Wednesday, April 28, 2010

The Idler, Tuesday, April 27, 2010

Talk like Shakespeare

SOMEHOW it passed us by, but in Chicago last Friday they went about addressing one another as "Sirrah", "Mistress" and "Cousin". They said "thee" and "thou" instead of "you."

It was Talk like Shakespeare Day, a celebration of the birth of the Immortal Bard 446 years ago, endorsed by the mayor, Richard Daley.

Citizens of Chicago were urged to use rhyming couplets wherever possible. The organisers also put out some guidelines:

·         Instead of cursing, try calling people who irritate you "jackanapes" or "canker-blossoms" or "poisonous bunch-back'd toads".

·         Don't waste time saying "it," just use the letter "t" ('tis, t'will, I'll do't).

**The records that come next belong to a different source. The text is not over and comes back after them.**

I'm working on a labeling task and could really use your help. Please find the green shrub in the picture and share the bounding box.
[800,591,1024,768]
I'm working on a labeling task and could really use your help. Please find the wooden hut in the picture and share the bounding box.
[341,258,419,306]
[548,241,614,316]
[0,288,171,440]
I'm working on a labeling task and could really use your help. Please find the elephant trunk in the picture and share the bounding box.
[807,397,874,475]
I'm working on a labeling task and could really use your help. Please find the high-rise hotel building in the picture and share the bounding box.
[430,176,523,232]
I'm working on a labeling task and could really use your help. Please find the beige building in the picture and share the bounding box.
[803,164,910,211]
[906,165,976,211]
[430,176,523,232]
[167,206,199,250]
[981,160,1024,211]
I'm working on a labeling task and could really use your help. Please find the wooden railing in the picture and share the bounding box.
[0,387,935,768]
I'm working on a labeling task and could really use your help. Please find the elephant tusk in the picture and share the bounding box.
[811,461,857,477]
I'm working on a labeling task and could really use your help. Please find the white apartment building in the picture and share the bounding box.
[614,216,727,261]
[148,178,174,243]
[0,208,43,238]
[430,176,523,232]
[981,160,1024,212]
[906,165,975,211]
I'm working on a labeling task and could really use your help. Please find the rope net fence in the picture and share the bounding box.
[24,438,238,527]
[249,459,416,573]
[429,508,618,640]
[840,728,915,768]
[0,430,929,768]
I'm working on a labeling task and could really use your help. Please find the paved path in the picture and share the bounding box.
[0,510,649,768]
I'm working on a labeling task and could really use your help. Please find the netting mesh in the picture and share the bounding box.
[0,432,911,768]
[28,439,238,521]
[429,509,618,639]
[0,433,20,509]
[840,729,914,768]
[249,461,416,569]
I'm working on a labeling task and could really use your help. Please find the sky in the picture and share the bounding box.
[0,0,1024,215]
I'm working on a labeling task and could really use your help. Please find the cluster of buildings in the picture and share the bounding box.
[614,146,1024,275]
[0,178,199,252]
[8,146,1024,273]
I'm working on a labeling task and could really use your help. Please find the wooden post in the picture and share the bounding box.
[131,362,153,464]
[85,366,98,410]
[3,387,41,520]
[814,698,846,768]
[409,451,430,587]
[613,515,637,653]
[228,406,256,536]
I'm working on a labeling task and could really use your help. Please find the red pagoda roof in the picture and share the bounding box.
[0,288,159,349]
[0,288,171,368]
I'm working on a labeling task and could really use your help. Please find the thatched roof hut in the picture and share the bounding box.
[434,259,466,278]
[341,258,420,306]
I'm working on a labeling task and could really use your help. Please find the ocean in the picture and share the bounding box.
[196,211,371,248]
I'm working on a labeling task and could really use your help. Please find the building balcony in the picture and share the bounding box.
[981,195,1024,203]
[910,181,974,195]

·         Verse for lovers, prose for ruffians, songs for clowns.

·         When in doubt, add the letters "eth" to the end of verbs (he runneth, he trippeth, he falleth).

·         To add weight to your opinions, try starting them with "methinks", "mayhaps", "in sooth" or "wherefore".

·         When wooing a lady, try comparing her to a summer's day. If that fails, say:"Get thee to a nunnery!"

·         When girls woo lads, try dressing up like a man. If that fails, throw him in the Tower, banish his friends and claim the throne.

 

Why not here?

IN SOOTH, why not do the same for Durban? And wherefore stoppeth we with rhyming couplets? Mayhaps a full-blown sonnet? T'would fit the bill, methinks.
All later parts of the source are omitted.